5

I have a temp file that is made for creating an image from a cropping library and I can see the file in Device File Explorer but when I try to open the file I get this error:

java.io.FileNotFoundException: file:/data/user/0/com.example.demo/cache/.tmp/cropped1651879842159823361.png: open failed: ENOENT (No such file or directory)

This is how that file is created:

val croppedImageFile = File.createTempFile("cropped", ".png", viewModel.tempPath)
val destinationUri = Uri.fromFile(croppedImageFile)

viewModel.tempPath is just the following:

viewModel.tempPath = "${this.cacheDir}/.tmp"

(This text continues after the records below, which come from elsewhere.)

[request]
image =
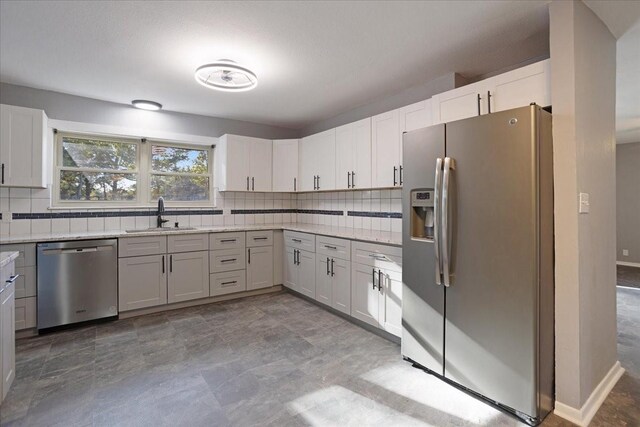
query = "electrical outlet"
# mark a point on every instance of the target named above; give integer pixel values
(6, 217)
(584, 203)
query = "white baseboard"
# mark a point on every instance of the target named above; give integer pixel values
(628, 264)
(584, 415)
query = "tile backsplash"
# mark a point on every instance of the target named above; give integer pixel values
(368, 209)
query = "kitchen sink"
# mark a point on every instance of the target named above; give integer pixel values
(156, 229)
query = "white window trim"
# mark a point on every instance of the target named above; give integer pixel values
(143, 193)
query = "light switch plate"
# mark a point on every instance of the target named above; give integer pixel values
(584, 203)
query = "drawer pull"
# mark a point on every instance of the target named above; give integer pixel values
(13, 278)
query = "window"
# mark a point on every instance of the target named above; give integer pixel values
(96, 170)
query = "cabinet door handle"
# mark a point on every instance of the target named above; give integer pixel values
(229, 283)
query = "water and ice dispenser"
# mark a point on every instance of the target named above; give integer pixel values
(422, 214)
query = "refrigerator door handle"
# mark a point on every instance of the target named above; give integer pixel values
(436, 221)
(449, 164)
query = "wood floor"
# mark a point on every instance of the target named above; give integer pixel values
(269, 360)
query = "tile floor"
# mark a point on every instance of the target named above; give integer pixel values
(270, 360)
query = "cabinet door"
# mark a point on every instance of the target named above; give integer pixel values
(8, 338)
(290, 268)
(260, 159)
(307, 164)
(323, 279)
(142, 282)
(325, 149)
(188, 276)
(22, 142)
(391, 302)
(307, 274)
(521, 87)
(364, 297)
(259, 267)
(341, 285)
(385, 149)
(459, 103)
(285, 165)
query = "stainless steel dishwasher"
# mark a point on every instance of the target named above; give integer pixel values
(77, 281)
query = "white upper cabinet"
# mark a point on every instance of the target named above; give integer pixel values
(385, 149)
(317, 168)
(23, 136)
(285, 165)
(243, 163)
(513, 89)
(353, 155)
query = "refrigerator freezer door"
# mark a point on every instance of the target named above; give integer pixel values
(491, 317)
(422, 298)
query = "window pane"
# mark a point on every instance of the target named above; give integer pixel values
(93, 153)
(180, 188)
(172, 159)
(95, 186)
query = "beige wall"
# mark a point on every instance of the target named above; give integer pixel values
(583, 64)
(628, 201)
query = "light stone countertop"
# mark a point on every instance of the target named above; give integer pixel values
(371, 236)
(7, 257)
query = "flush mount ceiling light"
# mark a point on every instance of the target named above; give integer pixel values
(226, 75)
(146, 105)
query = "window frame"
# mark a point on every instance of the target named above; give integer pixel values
(143, 171)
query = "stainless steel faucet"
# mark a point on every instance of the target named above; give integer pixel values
(160, 212)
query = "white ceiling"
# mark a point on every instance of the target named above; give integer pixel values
(314, 60)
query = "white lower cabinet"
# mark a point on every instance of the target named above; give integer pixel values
(188, 276)
(259, 267)
(142, 282)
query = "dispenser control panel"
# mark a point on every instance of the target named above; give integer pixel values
(422, 198)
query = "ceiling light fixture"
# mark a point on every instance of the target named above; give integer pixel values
(226, 75)
(146, 105)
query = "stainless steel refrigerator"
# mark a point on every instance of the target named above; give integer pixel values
(477, 306)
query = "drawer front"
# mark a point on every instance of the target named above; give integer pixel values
(333, 247)
(188, 243)
(226, 241)
(304, 241)
(25, 313)
(142, 246)
(379, 256)
(26, 253)
(259, 238)
(26, 283)
(227, 283)
(226, 260)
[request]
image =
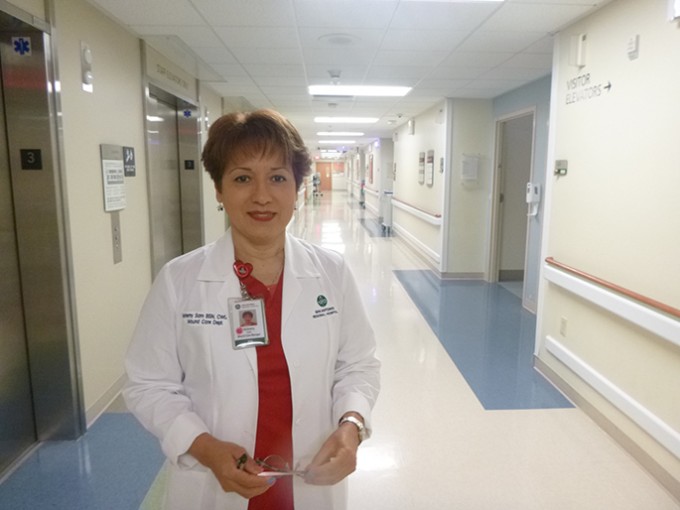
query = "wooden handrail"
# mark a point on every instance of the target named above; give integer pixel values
(417, 208)
(617, 288)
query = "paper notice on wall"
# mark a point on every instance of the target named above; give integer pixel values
(113, 176)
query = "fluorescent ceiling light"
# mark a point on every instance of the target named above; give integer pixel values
(358, 90)
(339, 133)
(346, 120)
(457, 1)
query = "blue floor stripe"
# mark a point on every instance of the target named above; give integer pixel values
(489, 337)
(374, 228)
(110, 467)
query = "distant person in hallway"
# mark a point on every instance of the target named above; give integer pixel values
(224, 403)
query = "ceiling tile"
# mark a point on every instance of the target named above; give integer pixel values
(258, 37)
(152, 12)
(270, 13)
(442, 15)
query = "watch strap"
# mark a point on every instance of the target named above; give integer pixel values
(361, 428)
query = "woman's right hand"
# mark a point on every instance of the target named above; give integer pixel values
(222, 458)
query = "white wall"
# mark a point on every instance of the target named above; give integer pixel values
(108, 295)
(616, 215)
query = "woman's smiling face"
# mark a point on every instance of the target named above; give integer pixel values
(258, 193)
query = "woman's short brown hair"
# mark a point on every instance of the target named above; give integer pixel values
(262, 132)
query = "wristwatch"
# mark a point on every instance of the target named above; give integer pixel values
(363, 433)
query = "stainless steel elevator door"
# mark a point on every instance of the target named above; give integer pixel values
(164, 182)
(17, 423)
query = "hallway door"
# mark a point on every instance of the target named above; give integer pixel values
(17, 424)
(514, 160)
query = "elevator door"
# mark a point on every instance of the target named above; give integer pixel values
(165, 182)
(174, 176)
(17, 425)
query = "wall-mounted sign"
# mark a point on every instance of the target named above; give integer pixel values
(113, 177)
(429, 169)
(31, 159)
(129, 161)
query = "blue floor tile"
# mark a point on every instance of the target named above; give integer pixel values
(110, 467)
(489, 337)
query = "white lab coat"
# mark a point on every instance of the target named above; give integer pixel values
(185, 378)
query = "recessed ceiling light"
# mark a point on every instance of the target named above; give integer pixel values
(358, 90)
(340, 133)
(346, 120)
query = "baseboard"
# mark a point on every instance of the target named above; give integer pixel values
(104, 401)
(665, 479)
(461, 276)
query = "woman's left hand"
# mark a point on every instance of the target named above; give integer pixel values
(336, 459)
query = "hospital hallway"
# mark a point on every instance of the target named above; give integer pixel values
(463, 420)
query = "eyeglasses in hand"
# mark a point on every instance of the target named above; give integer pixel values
(275, 465)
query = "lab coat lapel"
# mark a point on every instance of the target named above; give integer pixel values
(299, 267)
(218, 267)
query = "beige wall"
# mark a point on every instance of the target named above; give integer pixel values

I can see that file got created and is valid, but when I try to access it, it claims it doesn't exists. I simply open the file by doing File(uri.toString()). in the view model

I'm not sure what is wrong and why it can't find the file. If this matters, I'm using an emulator that has google play and it's Android 11.

Eman
  • 1,093
  • 2
  • 26
  • 49
  • Post the code actually opening it. – Gabe Sechan May 31 '22 at 19:45
  • I did, it's just File(uri.toString()) – Eman May 31 '22 at 19:47
  • try adding this `android:requestLegacyExternalStorage="true"` in `AndroidManifest.xml` application tag. – Abu bakar May 31 '22 at 19:54
  • 1
    I tried that and still getting the same error. – Eman May 31 '22 at 19:57
  • 1
    @Eman Creating a file object doesn't cause an FileNotFoundException because it doesn't open the file- it just creates a reference to it. It's entirely legitimate to create a File to a path that doesn't exist. You may be passing it somewhere else that is actually opening it. – Gabe Sechan May 31 '22 at 20:02
  • yup, sorry, on the api call I'm using it on I'm opening it by doing this: file.readBytes() – Eman May 31 '22 at 20:04

1 Answers1

2

You need to open the file using new File(uri.getPath()).

uri.toString() returns the URI as a string, that means "file://path/to/file" which is not a valid path.

Abror Esonaliev
  • 11,797
  • 2
  • 23
  • 20
yuvalpo
  • 51
  • 1
  • 4